The multi-dimensional c2r transform is simply the unnormalized inverse
of the r2c transform. i.e. it is the same as FFTW's complex backward
multi-dimensional DFT, operating on a Hermitian input array in the
peculiar format mentioned above and outputting a real array (since the
DFT output is purely real).
We should remind the user that the separable product of 1d transforms
along each dimension, as computed by FFTW, is not always the same thing
as the usual multi-dimensional transform.
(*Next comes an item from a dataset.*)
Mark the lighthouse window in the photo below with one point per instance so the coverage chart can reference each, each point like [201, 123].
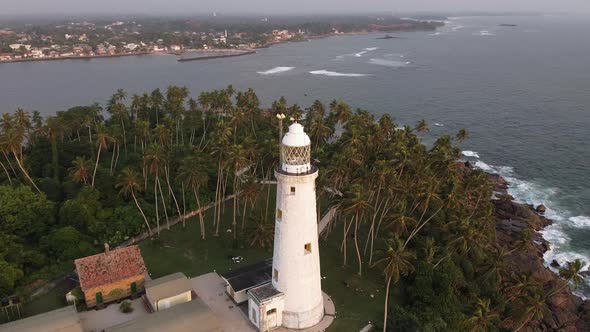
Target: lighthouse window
[254, 318]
A multi-dimensional
@code{R2HC} (or @code{HC2R}) transform is not identical to the
multi-dimensional DFT, requiring some post-processing to combine the
requisite real and imaginary parts, as was described in @ref{The
Halfcomplex-format DFT}. Likewise, FFTW's multidimensional
@code{FFTW_DHT} r2r transform is not the same thing as the logical
multi-dimensional discrete Hartley transform defined in the literature,
as discussed in @ref{The Discrete Hartley Transform}.